The greatest concept album of all time, according to Iggy Pop
Despite being a punk icon, Iggy Pop has always had a delightfully diverse taste in music, and that’s only become even more evident with time since he’s started sharing his eclectic favourites of old and new on his BBC Radio 6 Music show.
Not only is he clued up on everything that was happening in parallel to the peak of his own career, but he’s hugely knowledgeable on everything he grew up listening to and has kept his finger firmly on the pulse of what’s happening in today’s music sphere, and not just within the punk and art rock circles he was originally operating in. With selections on his show ranging from the distant past to cutting-edge modern talent, and flitting between jazz and electronic music with smatterings of folk, country and everything in between, there’s no denying that Iggy is something of a fountain of knowledge.
Of course, he’s got a lot of love for his contemporaries such as David Bowie, and still speaks fondly of his collaborations with him in the 1970s and ‘80s. The same goes for Lou Reed, another artist who had a similarly encyclopaedic knowledge of different music despite having emerged from a specific scene, and Iggy acknowledges that these two were similarly able to dive into a variety of music and speak with a sense of authority on the matter.

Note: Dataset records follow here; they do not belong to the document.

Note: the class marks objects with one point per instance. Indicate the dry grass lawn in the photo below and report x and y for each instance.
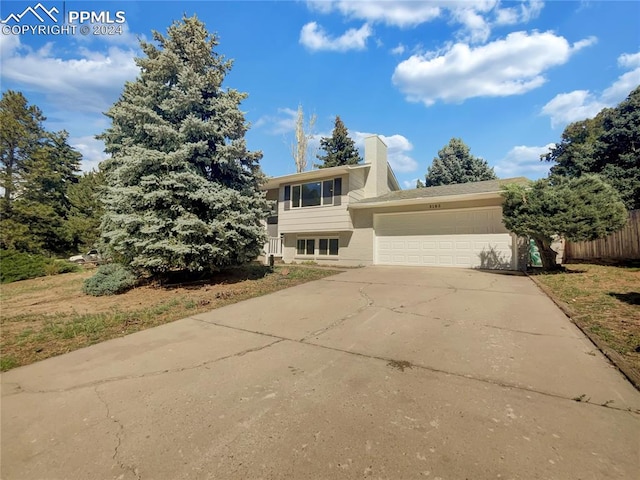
(48, 316)
(606, 302)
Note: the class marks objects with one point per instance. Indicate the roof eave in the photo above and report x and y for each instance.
(426, 200)
(275, 182)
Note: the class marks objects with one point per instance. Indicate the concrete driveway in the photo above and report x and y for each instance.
(379, 372)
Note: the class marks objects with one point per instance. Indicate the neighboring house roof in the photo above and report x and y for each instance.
(275, 182)
(470, 190)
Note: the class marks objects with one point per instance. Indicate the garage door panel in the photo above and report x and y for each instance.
(457, 239)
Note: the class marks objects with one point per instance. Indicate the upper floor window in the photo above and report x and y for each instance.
(313, 194)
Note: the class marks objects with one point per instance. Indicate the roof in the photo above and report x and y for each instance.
(442, 192)
(275, 182)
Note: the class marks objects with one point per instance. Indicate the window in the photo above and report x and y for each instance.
(306, 246)
(313, 194)
(326, 246)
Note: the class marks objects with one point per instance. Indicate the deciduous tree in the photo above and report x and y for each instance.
(300, 149)
(578, 209)
(339, 148)
(608, 144)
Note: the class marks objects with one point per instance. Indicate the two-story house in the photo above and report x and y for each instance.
(358, 215)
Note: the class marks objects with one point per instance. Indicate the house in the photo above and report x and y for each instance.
(358, 215)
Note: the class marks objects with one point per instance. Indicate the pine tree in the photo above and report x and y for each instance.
(339, 149)
(20, 135)
(182, 188)
(455, 164)
(86, 210)
(37, 169)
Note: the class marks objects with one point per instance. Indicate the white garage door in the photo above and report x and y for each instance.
(463, 238)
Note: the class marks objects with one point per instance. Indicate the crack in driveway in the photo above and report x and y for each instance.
(103, 381)
(341, 320)
(119, 433)
(530, 333)
(370, 302)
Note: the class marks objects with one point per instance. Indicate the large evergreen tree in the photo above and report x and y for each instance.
(86, 210)
(578, 209)
(21, 134)
(37, 169)
(608, 144)
(339, 148)
(182, 188)
(455, 164)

However, when it comes to Iggy’s own favourite albums of all time, there are some unusual picks that you wouldn’t ordinarily associate with a figure such as him. He claims to love artists such as Marty Robbins, who he describes as being “as close as I get to country”, and Louis Armstrong, whose catalogue he describes as “eerie, scary, and sometimes ironic,” with his “really cool playing” always being the most attractive element of his work.
Both of these artists were amongst his dozen favourites that he picked out in a 2005 interview with Entertainment Weekly, but within this very selection, he named one concept album that he sees as being above all others in terms of its ambition, scope and brilliance. Not only that, but its 1955 release means that it is regularly cited as being one of the first concept albums ever made, which adds to it being regarded as such a landmark record in the history of popular music.
Frank Sinatra’s In The Wee Small Hours was the ninth studio release from the New Jersey crooner, and the record is often celebrated for the way it explores themes of loneliness, isolation and introspective viewpoints on collapsing relationships. Amongst the tracklist are several covers of jazz standards by Cole Porter, Duke Ellington and Hoagy Carmichael, but it’s the way that the song selection was curated that makes it such a stunningly tight album that follows a theme and concept from start to finish.
Iggy’s love of the album stems from the way that Sinatra manages to weave all of these themes into a cohesive narrative, and how he sings from a distinctive perspective in a way that no others had previously attempted. “This is a nice one,” he said of the album in the feature. “There’s such a cult around him, the buffs have a name for this period—his pathos period or something—where he sings songs of loss in an intimate setting. He excels at it.”